Etat chronique de poésie 1068

Publié le 05 décembre 2010 par Xavierlaine081

1068 

Dans un grand cliquetis de clefs et de portes blindées, on entre. Sans un mot, on dépose quelque chose sur la table blanche, dans l’assiette blanche.On sort. 

Tu n’as rien entendu, même pas ouvert tes paupières. Tout est si loin de toi désormais. Tu te lèves avec lenteur, tardes à ouvrir tes yeux qui ne servent pas à grand-chose, dans l’univers livide qui est le tien.

Assis devant le brouet, il te faut une force colossale pour soulever l’assiette et la porter à ta bouche. 
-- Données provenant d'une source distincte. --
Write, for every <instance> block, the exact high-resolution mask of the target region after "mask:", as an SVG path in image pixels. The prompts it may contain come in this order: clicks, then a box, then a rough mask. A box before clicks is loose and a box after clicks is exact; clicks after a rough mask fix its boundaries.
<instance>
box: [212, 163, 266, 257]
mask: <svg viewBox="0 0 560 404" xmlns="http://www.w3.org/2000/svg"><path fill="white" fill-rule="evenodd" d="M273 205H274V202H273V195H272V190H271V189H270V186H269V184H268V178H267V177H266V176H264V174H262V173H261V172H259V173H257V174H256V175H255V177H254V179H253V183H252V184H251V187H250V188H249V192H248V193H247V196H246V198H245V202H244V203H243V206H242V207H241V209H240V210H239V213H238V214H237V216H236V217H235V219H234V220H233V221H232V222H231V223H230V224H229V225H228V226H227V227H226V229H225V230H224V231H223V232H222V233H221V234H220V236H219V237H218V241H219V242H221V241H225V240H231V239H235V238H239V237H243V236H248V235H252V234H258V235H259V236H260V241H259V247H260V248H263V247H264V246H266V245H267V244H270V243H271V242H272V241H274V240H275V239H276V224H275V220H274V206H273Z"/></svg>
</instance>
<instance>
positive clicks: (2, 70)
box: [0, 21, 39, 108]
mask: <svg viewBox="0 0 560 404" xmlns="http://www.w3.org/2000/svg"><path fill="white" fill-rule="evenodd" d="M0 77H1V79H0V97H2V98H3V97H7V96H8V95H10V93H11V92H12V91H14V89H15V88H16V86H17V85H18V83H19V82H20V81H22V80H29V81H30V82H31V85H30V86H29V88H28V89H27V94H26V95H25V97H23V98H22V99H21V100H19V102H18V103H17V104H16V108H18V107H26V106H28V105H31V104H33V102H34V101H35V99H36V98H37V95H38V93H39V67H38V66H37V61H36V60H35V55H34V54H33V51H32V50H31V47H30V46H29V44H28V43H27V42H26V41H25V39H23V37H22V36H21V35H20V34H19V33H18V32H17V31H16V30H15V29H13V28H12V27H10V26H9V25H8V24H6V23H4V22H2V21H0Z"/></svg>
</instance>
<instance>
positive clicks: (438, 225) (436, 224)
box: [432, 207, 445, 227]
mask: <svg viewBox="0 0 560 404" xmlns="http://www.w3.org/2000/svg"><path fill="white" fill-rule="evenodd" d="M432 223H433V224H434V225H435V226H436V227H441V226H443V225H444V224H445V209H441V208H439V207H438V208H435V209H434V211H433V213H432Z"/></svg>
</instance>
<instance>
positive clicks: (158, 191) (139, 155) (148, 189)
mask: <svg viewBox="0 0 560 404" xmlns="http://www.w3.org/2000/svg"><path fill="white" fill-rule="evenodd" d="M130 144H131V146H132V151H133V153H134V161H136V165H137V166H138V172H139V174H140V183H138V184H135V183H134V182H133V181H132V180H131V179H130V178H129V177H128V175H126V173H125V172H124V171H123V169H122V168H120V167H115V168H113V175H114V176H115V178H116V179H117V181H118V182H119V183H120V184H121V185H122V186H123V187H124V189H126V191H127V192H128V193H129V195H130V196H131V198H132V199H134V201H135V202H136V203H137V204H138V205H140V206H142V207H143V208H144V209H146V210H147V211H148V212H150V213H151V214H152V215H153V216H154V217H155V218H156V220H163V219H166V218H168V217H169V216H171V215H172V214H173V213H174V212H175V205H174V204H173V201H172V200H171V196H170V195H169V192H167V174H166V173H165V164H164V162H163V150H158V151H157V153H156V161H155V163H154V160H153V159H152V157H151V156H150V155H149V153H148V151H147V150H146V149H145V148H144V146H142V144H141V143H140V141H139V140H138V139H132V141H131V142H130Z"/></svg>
Dans ce temps infini que tu occupes à tenter ce seul geste qui t’es encore accordé, quelque chose se met en route dont tu ignores les ressorts. 

« Je me souviens. 

C’était au début. 

Mais c’était quand le début ?

Très rapidement, 

J’avais perdu la notion du temps. 

Alors, pour me rattacher à quelque chose, 

Je mesurais à la longueur de mes pas, 

puis de mes pieds, 

puis de mes orteils, 

et je recommençais avec mon bras, 

mon avant-bras, 

ma main,

mes doigts. 

Je mesurais l’espace. 

Tout y passait : 

La largeur de mon grabat, 

Puis sa longueur, 

Puis sa hauteur. 

Je procédais ainsi avec les rares objets présents, 

Mes compagnons d’infortune. 

Je passais ensuite à la distance qui les séparait. 

Je cherchais à me situer dans ma cellule. 

Combien de temps ça m’a pris ? 

Je ne sais.

Ce dont je suis sûr, 

C’est d’avoir recommencé, 

Car je me perdais. 

C’est pas grand pourtant. 

Mais je me perdais… » 

Tu ris tout seul, penché au-dessus de cette table, scellée au beau milieu de la pièce. 

Ton esprit s’évade : il te vois monter sur la table qui se découvre des pieds télescopiques. 

Tu montes ainsi jusqu’à la fenêtre et les nuées noires qui s’y dessinent, à cet instant (mais que vaut l’instant sans passé ni avenir ?). 

Tes mains passent à travers la vitre hermétiquement close, mais tes yeux, eux , restent dans le blanc informe de ta prison. 

Te voilà passé à ce stade ultime avant que tout bascule : tu peux encore tenter l’évasion par l’esprit, mais tes organes, eux conservent les chaînes et ne peuvent quitter l’espace restreint de ton confinement. 

C’était juste avant que tu ne daignes plus te lever du tout, la partie physique de ton être ayant déserté de toute espérance.